Can You Believe How Good October CPI Data Was?

No? Cool, me neither.

I read through the whole CPI print. Here’s what I found:

🚗 Used car prices decreased by 2.4% during October.

👨‍⚕️ Insurance prices decreased by 4% during the month.

These two data points are the largest reason CPI came in lower than expected (7.7% realized vs 7.9% expected).

I checked out used car sales, and nothing was odd. But insurance… Oh, but insurance.

In this latest CPI print, the BLS (Bureau of Labor Statistics - government stats people) began including Medicare part D in the CPI calculation. Why’s that a big deal? Because the BLS uses a retained earnings method to compute inflation. They say that retained earnings = premiums - benefits. Then they create a retention benefit ratio which is retained earnings / benefits; this is effectively a net profit margin. They take the current year retention benefit ratio / previous period retention benefit ratio - 1 to compute inflation.

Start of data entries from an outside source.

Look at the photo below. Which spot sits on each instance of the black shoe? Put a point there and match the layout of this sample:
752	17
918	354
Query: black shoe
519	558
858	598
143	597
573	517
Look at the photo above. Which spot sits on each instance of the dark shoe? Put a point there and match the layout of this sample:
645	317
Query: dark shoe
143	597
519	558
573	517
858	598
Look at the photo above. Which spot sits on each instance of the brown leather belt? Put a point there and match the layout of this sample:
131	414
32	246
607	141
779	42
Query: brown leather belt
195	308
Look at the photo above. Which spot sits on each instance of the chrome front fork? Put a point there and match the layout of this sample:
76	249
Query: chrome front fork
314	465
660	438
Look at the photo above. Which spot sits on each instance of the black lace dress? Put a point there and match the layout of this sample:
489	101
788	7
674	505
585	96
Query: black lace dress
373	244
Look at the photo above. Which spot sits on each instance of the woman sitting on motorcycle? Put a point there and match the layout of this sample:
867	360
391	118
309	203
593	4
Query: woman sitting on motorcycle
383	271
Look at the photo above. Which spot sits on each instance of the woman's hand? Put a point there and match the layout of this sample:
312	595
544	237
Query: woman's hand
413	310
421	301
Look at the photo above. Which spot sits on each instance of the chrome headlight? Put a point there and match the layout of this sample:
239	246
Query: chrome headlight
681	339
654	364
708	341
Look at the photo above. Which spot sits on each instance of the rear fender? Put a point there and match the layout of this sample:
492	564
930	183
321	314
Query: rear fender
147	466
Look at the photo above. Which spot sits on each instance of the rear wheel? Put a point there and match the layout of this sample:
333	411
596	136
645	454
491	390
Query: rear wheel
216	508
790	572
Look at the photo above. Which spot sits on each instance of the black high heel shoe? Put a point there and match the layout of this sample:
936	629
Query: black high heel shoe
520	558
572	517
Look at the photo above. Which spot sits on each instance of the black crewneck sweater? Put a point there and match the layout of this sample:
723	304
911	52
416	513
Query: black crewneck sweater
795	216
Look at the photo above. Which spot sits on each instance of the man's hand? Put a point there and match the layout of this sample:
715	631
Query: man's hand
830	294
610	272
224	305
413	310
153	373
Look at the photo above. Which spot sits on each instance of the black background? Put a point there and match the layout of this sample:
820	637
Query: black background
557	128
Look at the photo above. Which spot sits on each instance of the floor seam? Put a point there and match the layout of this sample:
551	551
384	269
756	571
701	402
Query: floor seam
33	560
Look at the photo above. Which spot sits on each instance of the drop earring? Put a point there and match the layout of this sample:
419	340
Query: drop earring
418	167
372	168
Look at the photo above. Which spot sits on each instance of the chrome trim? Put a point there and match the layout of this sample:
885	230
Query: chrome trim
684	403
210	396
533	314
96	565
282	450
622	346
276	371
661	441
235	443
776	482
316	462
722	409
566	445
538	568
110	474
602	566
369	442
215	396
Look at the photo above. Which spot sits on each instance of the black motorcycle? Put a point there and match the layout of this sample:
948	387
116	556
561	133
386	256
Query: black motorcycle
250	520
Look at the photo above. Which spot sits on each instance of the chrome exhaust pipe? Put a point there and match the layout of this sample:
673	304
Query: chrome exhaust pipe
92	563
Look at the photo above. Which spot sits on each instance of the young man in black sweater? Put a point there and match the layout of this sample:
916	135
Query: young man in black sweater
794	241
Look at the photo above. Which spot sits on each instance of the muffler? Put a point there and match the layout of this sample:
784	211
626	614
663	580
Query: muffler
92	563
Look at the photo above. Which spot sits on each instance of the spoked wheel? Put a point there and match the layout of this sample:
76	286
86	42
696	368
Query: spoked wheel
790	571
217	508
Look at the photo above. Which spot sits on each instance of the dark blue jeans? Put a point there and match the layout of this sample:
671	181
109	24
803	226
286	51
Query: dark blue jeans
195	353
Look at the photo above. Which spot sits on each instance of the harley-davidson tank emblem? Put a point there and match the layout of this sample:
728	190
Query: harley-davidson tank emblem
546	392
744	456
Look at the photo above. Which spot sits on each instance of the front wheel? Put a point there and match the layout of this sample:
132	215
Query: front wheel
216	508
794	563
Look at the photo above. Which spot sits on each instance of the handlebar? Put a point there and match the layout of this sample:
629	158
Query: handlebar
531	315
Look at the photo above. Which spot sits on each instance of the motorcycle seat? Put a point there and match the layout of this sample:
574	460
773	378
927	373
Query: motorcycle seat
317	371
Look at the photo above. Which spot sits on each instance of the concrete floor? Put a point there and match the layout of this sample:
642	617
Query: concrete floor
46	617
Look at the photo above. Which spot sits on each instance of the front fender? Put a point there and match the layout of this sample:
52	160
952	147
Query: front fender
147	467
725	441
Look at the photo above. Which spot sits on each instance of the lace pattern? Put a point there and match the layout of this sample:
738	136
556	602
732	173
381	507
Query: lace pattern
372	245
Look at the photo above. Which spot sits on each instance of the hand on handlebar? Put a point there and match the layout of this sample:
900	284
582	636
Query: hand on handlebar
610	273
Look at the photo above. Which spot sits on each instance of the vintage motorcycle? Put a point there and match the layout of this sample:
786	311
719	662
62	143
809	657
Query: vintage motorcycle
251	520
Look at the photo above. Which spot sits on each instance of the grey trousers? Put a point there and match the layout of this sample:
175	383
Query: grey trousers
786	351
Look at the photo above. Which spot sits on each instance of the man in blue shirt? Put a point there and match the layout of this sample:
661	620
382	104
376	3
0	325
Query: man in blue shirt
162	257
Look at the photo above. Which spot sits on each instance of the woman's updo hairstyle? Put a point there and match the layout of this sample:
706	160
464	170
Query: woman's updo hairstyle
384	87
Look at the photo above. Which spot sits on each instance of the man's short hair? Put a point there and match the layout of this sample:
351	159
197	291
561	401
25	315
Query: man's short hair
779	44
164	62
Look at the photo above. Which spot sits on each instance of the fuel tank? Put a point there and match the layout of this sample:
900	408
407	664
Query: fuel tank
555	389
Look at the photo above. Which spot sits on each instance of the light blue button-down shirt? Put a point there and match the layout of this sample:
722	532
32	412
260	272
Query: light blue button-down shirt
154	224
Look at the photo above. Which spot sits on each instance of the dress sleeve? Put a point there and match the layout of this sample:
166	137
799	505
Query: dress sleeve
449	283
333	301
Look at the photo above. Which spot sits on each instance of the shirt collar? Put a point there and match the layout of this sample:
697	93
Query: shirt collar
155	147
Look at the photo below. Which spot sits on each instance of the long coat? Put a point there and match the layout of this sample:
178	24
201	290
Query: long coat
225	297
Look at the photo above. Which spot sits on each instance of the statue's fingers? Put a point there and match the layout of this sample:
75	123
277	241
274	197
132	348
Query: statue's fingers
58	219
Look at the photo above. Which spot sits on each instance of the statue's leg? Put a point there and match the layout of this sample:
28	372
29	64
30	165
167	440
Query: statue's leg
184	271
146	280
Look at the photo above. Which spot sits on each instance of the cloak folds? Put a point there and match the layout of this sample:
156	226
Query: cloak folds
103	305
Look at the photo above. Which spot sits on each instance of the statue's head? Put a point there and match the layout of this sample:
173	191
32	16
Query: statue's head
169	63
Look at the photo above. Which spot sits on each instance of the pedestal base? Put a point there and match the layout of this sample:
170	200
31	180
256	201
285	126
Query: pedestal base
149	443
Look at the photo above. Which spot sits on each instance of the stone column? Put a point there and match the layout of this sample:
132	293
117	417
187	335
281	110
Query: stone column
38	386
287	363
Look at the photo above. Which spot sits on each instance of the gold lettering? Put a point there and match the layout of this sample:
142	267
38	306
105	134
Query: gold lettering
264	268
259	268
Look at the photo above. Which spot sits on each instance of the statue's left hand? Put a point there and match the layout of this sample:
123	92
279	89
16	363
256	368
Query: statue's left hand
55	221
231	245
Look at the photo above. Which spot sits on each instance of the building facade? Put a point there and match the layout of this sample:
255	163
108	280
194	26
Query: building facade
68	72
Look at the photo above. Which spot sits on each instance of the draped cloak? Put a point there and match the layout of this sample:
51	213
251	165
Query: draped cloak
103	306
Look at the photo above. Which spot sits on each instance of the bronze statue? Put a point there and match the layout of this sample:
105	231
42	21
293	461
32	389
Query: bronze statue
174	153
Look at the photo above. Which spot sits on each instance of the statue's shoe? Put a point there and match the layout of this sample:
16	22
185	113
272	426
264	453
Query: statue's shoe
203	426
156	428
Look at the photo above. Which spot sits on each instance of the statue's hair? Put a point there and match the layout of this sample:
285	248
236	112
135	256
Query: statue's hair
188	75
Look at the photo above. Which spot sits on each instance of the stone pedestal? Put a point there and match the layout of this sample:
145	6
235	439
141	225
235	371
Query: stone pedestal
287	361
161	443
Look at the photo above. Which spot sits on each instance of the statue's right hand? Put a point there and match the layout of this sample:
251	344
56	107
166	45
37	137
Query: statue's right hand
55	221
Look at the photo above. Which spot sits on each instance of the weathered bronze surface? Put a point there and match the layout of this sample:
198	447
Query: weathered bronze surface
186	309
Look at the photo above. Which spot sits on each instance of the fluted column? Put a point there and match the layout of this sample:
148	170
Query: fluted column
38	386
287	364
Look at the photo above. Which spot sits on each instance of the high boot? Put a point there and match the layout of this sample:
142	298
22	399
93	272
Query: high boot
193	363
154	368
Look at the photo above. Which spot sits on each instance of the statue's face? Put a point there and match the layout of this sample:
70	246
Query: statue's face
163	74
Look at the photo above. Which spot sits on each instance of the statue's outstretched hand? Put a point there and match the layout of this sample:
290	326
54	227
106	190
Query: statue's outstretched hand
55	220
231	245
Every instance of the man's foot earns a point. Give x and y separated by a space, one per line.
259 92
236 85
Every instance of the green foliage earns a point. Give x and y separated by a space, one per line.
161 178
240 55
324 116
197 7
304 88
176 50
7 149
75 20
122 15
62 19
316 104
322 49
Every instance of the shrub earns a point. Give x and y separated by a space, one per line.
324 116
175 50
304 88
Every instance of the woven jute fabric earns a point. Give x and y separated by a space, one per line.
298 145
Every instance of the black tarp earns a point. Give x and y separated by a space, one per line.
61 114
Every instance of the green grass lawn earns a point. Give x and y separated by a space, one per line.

Here’s the issue: 85% of Medicare Part D is funded by state and local taxes. Thus, their earnings are negative (for example: 0.15 - 1 = -0.85). This creates a negative retention benefit ratio, which, compared to a retention benefit ratio without Medicare Part D, will show that inflation is artificially lower due to the net loss Medicare Part D is operating at.

And?

I did the math (ask me for the spreadsheet if you want) and, assuming that last month's reading is a reasonable proxy for insurance inflation without Medicare Part D, inflation would have been 7.8%. Oops, I guess that accounts for about half of the “outperformance” of inflation. I’d be surprised if papa Powell didn’t see this, as I suspect this is why some Fed officials are saying “oh, yeah, inflation print was good, but we still have a ways to go.”

The CPI print is good news, but be careful of irrational exuberance; the market is looking for opportunities to rally, and the BLS certainly gave them a good reason to.